We’re used to that line by now. Ross Perot—one of the more prominent people who got rich due to government contracts—used it, Carly Fiorina and Meg Whitman are using it (while desperately hoping you don’t pay attention to how they ran Lucent/HP or eBay), and Aaron Sorkin even had Charles Grodin say it in Dave, if only to establish his Sensible Centrist cred.

So how are businesses running their debt-laden firms? Ask the WSJ and ye shall receive:

U.S. corporations have taken full advantage of low interest rates, going on a bond-issuing binge that has left them with tons of cash, which they appear to be holding largely as insurance against a new bout of financial turmoil, rather than spending on new hires. Nonfinancial companies were sitting on about $8.4 trillion in cash as of the end of March, or about 7% of all company assets, the highest level since 1963. Even before its [$1.5 billion at the bargain-basement interest rate of only 1%] bond issue, IBM had $12.3 billion in cash and short-term investments, which accounted for about 12% of all its assets.

The WSJ is, of course, worried about The Savers:

Meanwhile, though, savers are seeing some of the worst nominal returns in decades. As of June, the weighted average interest rate on deposits, money-market funds and other highly liquid investments stood at only 0.29%. Returns on riskier investments aren’t great, either: The average yield on near-junk bonds with maturities close to 30 years stood at about 5.9% this week.

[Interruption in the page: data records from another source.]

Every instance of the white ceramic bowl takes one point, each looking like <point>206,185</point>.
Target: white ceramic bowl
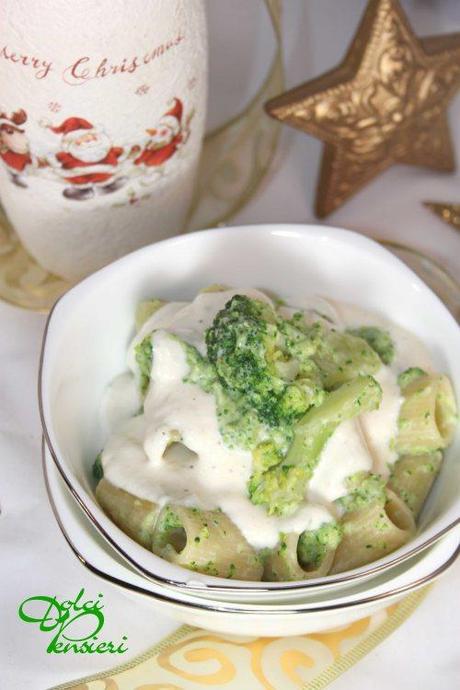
<point>89,329</point>
<point>269,619</point>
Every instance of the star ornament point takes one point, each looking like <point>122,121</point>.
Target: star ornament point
<point>385,103</point>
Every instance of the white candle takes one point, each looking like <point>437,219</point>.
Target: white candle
<point>102,109</point>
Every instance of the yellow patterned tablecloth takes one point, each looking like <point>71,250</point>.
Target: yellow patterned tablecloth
<point>193,659</point>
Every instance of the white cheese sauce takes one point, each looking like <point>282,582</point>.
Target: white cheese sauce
<point>209,474</point>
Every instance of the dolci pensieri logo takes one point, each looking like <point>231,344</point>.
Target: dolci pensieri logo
<point>74,624</point>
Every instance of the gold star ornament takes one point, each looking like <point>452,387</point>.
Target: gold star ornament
<point>384,104</point>
<point>449,213</point>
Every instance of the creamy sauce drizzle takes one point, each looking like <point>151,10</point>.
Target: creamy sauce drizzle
<point>215,476</point>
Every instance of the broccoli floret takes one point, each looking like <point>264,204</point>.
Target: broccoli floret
<point>342,357</point>
<point>282,488</point>
<point>379,340</point>
<point>98,470</point>
<point>314,544</point>
<point>250,354</point>
<point>409,375</point>
<point>364,489</point>
<point>144,358</point>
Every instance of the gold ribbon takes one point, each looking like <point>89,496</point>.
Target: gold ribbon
<point>234,161</point>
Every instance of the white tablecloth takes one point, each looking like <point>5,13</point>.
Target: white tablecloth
<point>423,654</point>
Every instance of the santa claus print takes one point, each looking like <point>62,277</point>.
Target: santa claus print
<point>87,161</point>
<point>166,138</point>
<point>14,146</point>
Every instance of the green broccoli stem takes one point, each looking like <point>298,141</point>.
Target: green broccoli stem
<point>282,488</point>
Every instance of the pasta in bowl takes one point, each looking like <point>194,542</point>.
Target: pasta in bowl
<point>255,440</point>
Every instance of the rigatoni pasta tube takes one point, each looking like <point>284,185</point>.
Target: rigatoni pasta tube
<point>412,478</point>
<point>289,561</point>
<point>372,532</point>
<point>206,542</point>
<point>428,416</point>
<point>135,516</point>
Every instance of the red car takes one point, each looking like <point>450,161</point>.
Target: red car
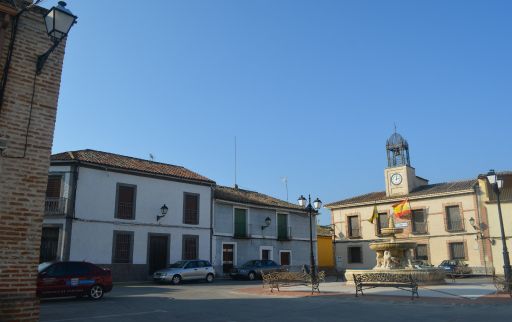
<point>73,279</point>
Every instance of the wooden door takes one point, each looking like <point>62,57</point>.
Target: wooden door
<point>49,244</point>
<point>228,257</point>
<point>158,253</point>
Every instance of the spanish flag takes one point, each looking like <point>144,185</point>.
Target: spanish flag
<point>402,208</point>
<point>375,214</point>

As Brad DeLong said recently, in a slightly different context, “I share [the] belief that these numbers ought to be higher. But I also think that I don’t have very good reasons to claim that I am right that they should be higher.”

Neither does the market.

And it’s not as if those companies were all saving during the Good Times. Indeed, they were arguably more poorly managed than the government. As Floyd Norris noted almost two years ago:

Over the last four years, since the buyback boom began, from the fourth quarter of 2004 through the third quarter of 2008, companies in the S&P500 showed:

Reported earnings: $2.42 trillion
Stock buybacks: $1.73 trillion
Dividends: $0.91 trillion

The net flows there is -$220B, give or take a billion. It’s spending roughly $1.10 for every dollar you earn. And, to make matters worse, nearly twice as much was spent to make people go away (buybacks) than to reward loyalty (dividends).

If the government really were to be run like a successful business—the way the S&P500 are run, the way IBM is run—they would be borrowing long-term right now at that 2.82% 10-year or even than 4.00% 30-year rate.

If it’s good enough for IBM, it should be good enough for the U.S. Government. The Mitt Romneys and Ross Perots have been telling us that for years; many we should listen?